On 17 November 2014 10:50, Genomeo Dev <genomeodev at gmail.com> wrote:
> Hi Will,
>
> As you might be aware phase 3 has some known issues at the moment which
> include a considerable fraction of variants missing compared to phase 1 v3
> with no apparent reason.
>
> For example, for EUR super population, there are about 1.6 million variants
> missing.
>
>>>bcftools isec -p dir -n-1 -w1 1000GENOMES-phase_1_EUR.vcf.gz
>>> EUR.all.phase3_shapeit2_mvncall_integrated_v5.20130502.vcf.gz
>
>>>gawk '{print $5}' dir/sites.txt  | sort -V | uniq -c
>
> 1,619,556 10
> 68,792,800 01
>
> See:
> ftp://ftp.1000genomes.ebi.ac.uk/vol1/ftp/release/20130502/README_known_issues_20141030
>
> See also a recent  thread on Ensembl developers email list.
>
> I wonder whether Ensembl can do some merger between phase 1 and 3 while
> waiting for a fix from 1000 genomes.
>
> G.
>
> On 17 November 2014 09:27, Will McLaren <wm2 at ebi.ac.uk> wrote:
>>
>> Hi Drew,
>>
>> We hope to have 1000 genomes phase 3 data available in release 79 of
>> Ensembl, which is currently due for release early next year.
>>
>> Thanks for the valuable feedback.
>>
>> Regards
>>
>> Will
>>
>> On 15 November 2014 02:58, Roberts, Drew (RY) <andrew_roberts at merck.com>
>> wrote:
>>>
>>> Will-
>>>
>>>
>>>
>>> This is very useful information, thank you much.  If nothing else, it
>>> makes me feel better about having problems loading 1000GENOMES!
>>>
>>>
>>>
>>> We will most likely follow your suggestions and try to implement the new
>>> features you mention, but in immediate short term I think we'll move our
>>> focus to some simpler tasks.  When we're ready to move forward I'll post to
>>> this list again and take you up on your offer for configuration help.
>>>
>>>
>>>
>>> For now, I will add 1 question and 1 comment:
>>>
>>>
>>>
>>> Question:  Do you have any idea when 1000GENOMES phase 3 data will be
>>> included in the standard EnsEMBL release?
>>>
>>>
>>>
>>> Comment:  I would request that a small update be made to the
>>> vcf_import.pl documentation online, at:
>>>
>>> http://www.ensembl.org/info/genome/variation/import_vcf.html#tables
>>> The current text implies that loading transcript_variation after the
>>> import_vcf is a simple and supported pipeline, which it sounds like it isn't
>>> quite yet.  If the wording was changed to warn people that it isn't so easy,
>>> they will know up front that they need to do an "add_tables
>>> transcript_variation" during their initial import_vcf.pl run if that data is
>>> required.
>>>
>>>
>>>
>>> Again, thanks for the enlightening response, and I expect that I will be
>>> following up on your ideas at some point in the not-too-horribly-distant
>>> future.
>>>
>>>
>>>
>>> Cheers!
>>>
>>> Drew
>>>
>>>
>>>
>>> From: dev-bounces at ensembl.org [mailto:dev-bounces at ensembl.org] On Behalf
>>> Of Will McLaren
>>> Sent: Friday, November 14, 2014 12:52 AM
>>> To: Ensembl developers list
>>> Cc: Hughes, Jason
>>> Subject: Re: [ensembl-dev] vcf_import of 1000GENOMES phase 3 data
>>>
>>>
>>>
>>> Hi Drew,
>>>
>>>
>>>
>>> The Ensembl Variation team created the variation DB for the 1000 genomes
>>> browser site, so we do have relevant experience here.
>>>
>>>
>>>
>>> We too found that the volume of data stretches a lot of resources in ways
>>> they don't want to be stretched.
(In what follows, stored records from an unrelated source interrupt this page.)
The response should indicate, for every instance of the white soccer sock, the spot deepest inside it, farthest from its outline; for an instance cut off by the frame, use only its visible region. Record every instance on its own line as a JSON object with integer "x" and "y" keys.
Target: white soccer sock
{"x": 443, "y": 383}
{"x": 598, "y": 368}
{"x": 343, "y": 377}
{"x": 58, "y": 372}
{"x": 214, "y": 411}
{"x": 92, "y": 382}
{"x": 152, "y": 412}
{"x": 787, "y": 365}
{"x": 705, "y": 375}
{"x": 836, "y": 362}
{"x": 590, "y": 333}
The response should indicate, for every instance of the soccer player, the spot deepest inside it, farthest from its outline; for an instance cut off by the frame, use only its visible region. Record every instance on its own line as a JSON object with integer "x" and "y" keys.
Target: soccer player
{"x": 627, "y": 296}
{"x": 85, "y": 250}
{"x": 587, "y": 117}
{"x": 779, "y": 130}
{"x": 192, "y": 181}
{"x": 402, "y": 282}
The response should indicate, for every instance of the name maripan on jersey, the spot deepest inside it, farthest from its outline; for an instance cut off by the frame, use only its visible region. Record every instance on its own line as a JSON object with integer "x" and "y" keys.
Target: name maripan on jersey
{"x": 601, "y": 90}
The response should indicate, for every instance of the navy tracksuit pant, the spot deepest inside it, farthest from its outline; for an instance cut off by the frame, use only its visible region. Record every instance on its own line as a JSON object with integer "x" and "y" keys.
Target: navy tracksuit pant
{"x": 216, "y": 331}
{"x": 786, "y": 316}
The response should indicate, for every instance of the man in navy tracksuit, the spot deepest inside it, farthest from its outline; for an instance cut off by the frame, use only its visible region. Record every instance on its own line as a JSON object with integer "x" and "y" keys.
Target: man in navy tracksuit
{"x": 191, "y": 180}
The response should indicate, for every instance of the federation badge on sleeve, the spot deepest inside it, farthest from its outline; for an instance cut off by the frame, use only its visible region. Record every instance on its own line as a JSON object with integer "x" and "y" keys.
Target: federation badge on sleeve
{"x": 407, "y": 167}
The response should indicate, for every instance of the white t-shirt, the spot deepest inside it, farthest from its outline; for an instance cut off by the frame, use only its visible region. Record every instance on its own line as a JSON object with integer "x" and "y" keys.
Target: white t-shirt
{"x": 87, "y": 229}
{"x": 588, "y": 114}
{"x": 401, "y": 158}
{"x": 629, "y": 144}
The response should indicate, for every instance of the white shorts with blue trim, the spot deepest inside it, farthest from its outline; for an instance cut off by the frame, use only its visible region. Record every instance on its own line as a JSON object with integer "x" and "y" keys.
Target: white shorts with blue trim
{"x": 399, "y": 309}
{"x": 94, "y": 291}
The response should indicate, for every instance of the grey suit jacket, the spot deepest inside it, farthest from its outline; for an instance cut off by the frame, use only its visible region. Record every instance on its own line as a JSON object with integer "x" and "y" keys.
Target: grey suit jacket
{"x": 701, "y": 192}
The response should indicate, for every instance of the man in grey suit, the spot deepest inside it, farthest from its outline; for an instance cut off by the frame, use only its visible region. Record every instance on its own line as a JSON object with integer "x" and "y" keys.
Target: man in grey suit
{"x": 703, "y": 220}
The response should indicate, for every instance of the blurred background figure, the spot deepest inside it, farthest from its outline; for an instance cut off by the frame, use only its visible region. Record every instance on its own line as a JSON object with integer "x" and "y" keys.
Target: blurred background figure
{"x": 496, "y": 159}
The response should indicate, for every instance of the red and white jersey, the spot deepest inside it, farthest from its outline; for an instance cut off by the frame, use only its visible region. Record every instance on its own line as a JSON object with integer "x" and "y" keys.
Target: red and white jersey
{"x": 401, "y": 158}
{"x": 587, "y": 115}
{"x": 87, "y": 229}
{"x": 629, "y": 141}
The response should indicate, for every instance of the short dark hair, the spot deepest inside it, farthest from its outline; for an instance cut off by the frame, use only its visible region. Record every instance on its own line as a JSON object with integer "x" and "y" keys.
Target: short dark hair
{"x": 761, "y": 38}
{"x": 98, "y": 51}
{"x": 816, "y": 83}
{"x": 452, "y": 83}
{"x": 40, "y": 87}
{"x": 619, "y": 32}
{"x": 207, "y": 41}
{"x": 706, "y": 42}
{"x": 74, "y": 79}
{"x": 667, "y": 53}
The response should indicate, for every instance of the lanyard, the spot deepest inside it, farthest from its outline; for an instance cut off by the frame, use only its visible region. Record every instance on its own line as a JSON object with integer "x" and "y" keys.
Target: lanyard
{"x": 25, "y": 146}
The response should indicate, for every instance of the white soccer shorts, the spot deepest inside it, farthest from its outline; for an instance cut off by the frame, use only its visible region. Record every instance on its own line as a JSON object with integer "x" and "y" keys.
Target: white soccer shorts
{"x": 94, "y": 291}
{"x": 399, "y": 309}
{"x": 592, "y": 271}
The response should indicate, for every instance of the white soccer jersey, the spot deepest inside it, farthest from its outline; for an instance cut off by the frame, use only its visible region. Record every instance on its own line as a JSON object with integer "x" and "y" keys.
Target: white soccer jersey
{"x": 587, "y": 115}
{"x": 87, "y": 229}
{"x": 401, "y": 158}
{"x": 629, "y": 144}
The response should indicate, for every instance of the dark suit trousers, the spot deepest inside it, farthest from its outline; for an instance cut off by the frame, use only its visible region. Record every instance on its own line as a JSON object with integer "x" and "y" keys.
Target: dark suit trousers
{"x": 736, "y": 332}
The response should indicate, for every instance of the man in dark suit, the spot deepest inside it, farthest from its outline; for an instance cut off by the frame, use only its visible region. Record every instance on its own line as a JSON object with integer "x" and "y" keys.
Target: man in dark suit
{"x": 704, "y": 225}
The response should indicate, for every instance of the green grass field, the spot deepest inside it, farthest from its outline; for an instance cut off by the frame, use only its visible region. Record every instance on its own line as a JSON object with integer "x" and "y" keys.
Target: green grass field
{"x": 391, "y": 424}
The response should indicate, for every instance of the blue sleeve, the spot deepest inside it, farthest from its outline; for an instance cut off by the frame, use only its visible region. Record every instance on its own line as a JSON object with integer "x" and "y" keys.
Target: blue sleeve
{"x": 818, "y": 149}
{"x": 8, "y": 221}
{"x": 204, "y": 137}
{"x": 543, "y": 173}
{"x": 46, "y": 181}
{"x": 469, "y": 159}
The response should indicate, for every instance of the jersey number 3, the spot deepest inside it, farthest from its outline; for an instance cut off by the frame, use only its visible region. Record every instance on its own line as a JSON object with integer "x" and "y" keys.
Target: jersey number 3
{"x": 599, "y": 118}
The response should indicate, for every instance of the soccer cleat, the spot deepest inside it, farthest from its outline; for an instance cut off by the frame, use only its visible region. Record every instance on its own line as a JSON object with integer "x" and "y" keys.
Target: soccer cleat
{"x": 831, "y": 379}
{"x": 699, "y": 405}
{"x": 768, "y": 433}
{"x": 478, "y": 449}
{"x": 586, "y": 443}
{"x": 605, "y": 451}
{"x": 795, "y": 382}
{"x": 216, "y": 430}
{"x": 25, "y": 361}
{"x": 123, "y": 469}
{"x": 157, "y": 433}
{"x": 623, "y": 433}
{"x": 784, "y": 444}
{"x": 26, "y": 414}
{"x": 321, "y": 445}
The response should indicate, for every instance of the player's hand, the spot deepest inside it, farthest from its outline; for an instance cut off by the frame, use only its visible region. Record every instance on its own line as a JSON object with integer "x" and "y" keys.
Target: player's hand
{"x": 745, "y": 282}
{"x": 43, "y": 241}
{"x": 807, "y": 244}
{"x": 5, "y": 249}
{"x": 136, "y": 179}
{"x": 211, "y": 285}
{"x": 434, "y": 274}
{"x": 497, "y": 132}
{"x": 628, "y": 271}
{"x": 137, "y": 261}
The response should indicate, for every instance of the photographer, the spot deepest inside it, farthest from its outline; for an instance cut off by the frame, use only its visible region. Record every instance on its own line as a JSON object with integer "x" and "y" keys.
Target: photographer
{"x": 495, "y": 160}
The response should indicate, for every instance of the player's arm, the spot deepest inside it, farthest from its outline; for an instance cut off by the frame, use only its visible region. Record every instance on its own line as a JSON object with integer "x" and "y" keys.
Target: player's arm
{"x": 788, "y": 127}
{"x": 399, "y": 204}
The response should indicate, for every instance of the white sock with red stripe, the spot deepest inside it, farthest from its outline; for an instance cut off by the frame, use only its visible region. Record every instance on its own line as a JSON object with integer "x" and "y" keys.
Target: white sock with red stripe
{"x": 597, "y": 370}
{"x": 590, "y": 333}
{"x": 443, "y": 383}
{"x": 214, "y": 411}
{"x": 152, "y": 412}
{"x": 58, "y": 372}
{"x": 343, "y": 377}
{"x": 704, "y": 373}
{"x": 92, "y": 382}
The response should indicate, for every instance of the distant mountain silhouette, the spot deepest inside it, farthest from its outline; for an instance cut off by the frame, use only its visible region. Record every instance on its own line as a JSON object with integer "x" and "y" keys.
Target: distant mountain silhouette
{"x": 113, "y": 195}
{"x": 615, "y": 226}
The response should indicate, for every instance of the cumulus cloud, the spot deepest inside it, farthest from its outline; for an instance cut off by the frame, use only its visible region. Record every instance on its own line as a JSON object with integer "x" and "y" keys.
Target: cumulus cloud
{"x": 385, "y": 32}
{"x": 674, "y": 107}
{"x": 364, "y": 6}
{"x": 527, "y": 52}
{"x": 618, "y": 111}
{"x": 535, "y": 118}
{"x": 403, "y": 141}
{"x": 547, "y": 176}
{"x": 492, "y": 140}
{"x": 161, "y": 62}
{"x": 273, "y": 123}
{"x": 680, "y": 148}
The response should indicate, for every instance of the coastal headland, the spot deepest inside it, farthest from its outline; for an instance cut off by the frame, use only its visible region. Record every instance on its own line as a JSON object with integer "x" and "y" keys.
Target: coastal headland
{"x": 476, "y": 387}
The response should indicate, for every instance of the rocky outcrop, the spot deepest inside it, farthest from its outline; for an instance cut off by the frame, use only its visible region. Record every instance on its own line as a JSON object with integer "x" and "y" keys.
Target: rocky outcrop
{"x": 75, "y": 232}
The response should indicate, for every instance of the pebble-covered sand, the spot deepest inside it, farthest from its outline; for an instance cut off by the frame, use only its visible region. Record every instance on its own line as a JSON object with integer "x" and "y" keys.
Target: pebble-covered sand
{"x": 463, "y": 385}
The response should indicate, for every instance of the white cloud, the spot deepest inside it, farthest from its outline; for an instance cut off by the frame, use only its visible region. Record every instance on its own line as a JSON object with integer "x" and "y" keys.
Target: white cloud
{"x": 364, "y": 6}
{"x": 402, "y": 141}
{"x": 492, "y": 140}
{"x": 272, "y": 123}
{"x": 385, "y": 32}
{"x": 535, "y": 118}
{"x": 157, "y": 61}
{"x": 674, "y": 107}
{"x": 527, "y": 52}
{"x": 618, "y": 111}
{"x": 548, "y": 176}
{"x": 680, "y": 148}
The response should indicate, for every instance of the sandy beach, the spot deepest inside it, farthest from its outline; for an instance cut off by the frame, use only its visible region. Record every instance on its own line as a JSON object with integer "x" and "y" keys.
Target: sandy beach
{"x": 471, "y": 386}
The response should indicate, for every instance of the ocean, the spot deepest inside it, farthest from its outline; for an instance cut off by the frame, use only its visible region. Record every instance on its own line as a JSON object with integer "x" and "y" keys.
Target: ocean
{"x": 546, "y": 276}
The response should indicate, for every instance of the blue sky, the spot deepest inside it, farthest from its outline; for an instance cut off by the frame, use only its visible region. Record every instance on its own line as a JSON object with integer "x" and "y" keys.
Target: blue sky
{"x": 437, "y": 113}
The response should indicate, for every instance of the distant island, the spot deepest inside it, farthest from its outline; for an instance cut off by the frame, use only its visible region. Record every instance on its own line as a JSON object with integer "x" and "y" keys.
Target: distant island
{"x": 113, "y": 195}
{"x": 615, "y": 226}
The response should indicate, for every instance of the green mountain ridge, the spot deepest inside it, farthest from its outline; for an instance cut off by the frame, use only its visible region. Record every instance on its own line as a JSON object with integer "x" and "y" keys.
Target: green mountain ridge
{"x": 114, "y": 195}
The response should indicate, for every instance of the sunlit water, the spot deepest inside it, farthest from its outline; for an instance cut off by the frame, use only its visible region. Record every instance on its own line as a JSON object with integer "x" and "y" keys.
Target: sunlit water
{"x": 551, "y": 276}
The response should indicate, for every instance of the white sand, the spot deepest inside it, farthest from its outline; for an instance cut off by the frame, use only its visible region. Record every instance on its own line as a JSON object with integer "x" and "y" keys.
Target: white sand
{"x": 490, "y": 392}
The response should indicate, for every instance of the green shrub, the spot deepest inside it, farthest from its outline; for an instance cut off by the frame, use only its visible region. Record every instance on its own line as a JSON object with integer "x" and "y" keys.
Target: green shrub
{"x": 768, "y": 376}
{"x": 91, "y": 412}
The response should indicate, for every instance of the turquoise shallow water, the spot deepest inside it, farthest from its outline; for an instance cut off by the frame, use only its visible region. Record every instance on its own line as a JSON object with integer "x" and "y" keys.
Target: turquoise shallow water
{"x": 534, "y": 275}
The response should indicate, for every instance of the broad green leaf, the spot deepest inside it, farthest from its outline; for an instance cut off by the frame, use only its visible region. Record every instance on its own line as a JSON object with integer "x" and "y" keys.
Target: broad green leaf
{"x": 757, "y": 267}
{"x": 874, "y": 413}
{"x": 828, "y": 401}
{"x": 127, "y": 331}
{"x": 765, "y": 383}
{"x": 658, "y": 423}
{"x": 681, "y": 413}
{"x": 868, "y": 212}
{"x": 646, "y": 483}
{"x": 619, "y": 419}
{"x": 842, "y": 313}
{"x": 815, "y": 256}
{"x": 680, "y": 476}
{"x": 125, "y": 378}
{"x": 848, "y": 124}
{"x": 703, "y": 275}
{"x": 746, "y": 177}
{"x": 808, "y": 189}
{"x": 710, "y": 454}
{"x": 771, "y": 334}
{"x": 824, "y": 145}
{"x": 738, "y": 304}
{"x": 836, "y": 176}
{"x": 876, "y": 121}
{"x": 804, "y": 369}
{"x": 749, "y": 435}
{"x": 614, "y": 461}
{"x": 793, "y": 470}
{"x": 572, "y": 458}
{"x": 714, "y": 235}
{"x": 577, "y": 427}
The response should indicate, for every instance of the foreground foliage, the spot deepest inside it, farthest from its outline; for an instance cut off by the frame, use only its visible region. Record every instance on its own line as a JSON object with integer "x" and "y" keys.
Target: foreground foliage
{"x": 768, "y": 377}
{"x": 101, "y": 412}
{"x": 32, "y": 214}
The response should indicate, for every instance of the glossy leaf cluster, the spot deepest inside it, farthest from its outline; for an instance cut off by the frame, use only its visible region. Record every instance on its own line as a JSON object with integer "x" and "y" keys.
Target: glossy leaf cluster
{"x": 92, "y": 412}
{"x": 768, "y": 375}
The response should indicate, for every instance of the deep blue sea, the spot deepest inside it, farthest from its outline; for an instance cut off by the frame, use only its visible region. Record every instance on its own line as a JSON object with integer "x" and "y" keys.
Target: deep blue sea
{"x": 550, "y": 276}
To this end we have a couple of solutions
>>> in the API that mitigate these issues to some extent.
>>>
>>>
>>>
>>> 1) We don't load the allele or population_genotype table with 1000
>>> genomes data; in fact we started doing this with phase 1. There exists code
>>> in the API to generate allele and population_genotype objects on the fly
>>> from just the data in the compressed_genotype_var table; in order to enable
>>> this, you simply need to set the freqs_from_gts column to 1 in the
>>> population table for the relevant populations.
>>>
>>>
>>>
>>> Note that this data is then unavailable via direct SQL query as the
>>> genotype data in compressed_genotype_var is readable only by the API.
>>>
>>>
>>>
>>> 2) For the phase 3 data, we realised that populating
>>> compressed_genotype_region and compressed_genotype_var would also become
>>> impractical; tests indicated that each table would be around 1.5TB on disk!
>>>
>>>
>>>
>>> To this end we developed some more API trickery to load genotype data on
>>> the fly from VCF files. The genotype objects from this are then also fed
>>> into the features mentioned above, such that all genotype and frequency data
>>> that you see at e.g.
>>> http://browser.1000genomes.org/Homo_sapiens/Variation/Population?v=rs699
>>> come from the same VCFs you are using to load your DB. The same code also
>>> powers the LD views.
>>>
>>>
>>>
>>> The API code for this is currently available on release/76 of the
>>> ensembl-variation Git repo. If you'd like some help getting this set up, let
>>> me know and I can give you more details on what to do; the code introduces a
>>> couple of extra dependencies and requires some (very simple) configuration.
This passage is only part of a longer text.